What I absolutely know about trying to please is it doesn’t work. People pleasing increased my fear and insecurity rather than diminishing it. It kept me squarely where the blows landed … and landed … and landed.
Pleasing fear. Not gonna happen. No matter what I do, no matter how hard I try, no matter how much I “succeed,” it will want more, or different. Fear will never be satisfied. Ever.
Fear. Danger. Pain. Threat. The specifics of our fear are unimportant. What keeps me awake Monday night might be a different list than what keeps me awake Friday night. It all boils down to danger, pain, threat. What I fear now, in my 50s, is different than the nameless fears of my childhood.
But the fear itself is the same, the same feeling, the same texture, the same merciless driver.

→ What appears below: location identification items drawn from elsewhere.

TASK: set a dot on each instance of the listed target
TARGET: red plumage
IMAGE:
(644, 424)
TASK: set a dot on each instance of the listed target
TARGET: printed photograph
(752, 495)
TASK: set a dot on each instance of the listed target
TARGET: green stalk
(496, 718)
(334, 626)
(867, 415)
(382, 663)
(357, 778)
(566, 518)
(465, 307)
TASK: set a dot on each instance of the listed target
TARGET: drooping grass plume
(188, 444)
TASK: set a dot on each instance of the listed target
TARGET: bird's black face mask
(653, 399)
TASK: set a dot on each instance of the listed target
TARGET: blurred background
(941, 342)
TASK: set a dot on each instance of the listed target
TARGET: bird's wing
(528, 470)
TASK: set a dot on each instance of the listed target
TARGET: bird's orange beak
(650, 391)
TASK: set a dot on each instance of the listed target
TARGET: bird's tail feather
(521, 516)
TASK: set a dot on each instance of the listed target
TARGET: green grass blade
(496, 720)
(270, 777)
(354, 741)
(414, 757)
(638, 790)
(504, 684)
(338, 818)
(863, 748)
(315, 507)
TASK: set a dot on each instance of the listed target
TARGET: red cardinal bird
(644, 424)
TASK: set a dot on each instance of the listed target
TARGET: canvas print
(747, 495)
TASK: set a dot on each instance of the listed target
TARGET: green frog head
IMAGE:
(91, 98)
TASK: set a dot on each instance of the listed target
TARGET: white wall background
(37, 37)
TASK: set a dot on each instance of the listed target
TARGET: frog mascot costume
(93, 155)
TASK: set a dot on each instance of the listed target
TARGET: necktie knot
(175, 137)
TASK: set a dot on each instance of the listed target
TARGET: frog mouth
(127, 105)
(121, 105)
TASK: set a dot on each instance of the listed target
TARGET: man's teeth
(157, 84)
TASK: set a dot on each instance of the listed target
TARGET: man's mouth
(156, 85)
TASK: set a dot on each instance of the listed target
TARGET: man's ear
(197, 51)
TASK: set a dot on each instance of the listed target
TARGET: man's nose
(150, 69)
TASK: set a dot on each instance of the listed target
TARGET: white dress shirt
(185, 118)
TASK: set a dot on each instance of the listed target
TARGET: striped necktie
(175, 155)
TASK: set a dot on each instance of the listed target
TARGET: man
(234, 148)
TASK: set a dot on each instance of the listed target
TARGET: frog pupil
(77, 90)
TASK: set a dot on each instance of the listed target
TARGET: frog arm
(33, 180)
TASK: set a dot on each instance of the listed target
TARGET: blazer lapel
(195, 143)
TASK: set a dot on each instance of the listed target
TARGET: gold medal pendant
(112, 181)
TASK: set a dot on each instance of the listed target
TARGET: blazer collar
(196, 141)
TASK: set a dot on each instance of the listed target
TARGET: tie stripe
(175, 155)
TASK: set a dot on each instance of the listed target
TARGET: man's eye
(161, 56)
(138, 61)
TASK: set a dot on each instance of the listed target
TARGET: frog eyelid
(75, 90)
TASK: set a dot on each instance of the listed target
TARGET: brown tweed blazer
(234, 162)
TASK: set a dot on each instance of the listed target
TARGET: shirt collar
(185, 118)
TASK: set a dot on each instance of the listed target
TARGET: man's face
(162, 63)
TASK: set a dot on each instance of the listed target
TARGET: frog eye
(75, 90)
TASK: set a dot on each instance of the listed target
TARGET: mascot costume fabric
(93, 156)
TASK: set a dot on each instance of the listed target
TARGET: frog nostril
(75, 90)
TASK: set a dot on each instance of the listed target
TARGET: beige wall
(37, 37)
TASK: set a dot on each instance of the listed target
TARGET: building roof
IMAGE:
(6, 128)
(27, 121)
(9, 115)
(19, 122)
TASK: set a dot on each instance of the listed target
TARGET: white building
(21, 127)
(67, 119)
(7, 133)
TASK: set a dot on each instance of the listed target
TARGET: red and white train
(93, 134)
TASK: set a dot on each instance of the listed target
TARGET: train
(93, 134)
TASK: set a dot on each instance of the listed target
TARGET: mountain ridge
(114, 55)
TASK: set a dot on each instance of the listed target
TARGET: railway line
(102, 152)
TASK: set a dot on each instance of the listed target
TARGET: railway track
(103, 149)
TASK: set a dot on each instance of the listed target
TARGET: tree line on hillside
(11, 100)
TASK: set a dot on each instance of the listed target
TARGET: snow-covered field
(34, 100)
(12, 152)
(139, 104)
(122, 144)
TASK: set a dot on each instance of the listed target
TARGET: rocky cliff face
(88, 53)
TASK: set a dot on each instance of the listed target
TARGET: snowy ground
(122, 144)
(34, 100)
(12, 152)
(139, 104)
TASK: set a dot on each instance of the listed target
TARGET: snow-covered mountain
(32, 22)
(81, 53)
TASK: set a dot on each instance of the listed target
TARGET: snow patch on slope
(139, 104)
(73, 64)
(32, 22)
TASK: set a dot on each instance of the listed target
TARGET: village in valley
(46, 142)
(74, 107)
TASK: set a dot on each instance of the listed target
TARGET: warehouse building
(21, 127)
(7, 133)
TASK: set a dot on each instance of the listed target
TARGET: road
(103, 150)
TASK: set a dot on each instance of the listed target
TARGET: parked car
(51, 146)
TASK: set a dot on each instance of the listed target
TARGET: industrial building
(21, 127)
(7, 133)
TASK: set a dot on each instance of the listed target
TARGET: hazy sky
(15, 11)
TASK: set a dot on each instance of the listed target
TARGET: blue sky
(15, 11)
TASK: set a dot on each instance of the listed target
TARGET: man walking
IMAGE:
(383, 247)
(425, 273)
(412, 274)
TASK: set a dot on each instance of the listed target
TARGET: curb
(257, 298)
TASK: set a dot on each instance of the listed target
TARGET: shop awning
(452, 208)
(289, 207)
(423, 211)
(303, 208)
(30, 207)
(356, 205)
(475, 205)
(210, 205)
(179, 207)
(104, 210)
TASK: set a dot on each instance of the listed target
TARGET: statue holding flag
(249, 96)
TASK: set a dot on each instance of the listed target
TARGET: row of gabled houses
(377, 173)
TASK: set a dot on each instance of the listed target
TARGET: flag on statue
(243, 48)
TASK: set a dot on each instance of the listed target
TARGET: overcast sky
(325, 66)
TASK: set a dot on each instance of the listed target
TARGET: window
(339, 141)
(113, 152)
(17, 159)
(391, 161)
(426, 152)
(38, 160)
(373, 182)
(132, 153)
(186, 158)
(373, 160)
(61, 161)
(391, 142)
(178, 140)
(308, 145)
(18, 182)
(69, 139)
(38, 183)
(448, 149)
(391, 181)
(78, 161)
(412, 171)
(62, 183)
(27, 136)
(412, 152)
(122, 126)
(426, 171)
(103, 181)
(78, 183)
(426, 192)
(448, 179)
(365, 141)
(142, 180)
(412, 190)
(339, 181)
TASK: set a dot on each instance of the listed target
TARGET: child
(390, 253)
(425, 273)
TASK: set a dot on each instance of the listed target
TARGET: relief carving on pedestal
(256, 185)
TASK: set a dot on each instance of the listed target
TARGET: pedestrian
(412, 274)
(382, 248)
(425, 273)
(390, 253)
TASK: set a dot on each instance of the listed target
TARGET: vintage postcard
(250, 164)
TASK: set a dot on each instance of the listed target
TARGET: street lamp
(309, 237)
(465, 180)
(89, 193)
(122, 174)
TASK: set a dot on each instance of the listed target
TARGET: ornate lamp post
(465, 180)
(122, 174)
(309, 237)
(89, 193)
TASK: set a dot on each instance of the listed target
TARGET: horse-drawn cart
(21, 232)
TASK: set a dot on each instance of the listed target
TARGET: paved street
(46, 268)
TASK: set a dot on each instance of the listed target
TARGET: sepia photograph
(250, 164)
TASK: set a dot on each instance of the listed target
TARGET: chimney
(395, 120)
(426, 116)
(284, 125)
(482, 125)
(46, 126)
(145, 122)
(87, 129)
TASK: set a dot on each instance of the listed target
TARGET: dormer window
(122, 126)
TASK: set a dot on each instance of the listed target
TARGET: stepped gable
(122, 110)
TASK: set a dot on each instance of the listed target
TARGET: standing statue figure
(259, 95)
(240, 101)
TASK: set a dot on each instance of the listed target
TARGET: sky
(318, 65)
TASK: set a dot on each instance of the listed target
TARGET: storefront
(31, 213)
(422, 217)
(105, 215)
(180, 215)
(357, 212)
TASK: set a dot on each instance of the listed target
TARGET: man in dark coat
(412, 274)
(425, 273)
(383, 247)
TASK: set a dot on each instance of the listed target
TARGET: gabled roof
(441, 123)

I need to find a different way to manage it than trying to please.
Psychology has identified four responses to trauma: freeze, flee, fawn (show excessive compliance), or fight.
I can’t hide under the bed and freeze or flee from internalized fear. Fawning is people pleasing. What’s left? Fight.
Here’s something I can do!
The first step in fighting is to know one’s adversary, and emotional intelligence has taught me fear can be an advantage, a friend. I don’t want to eradicate my ability to feel fear. My fear, though, has grown into a monster, distorted, invasive, choking.
All that gardening I can’t get to? Maybe I need to do some internal weeding, pruning, and clearing this summer.
Is fear going to continue to use me, or am I going to master it?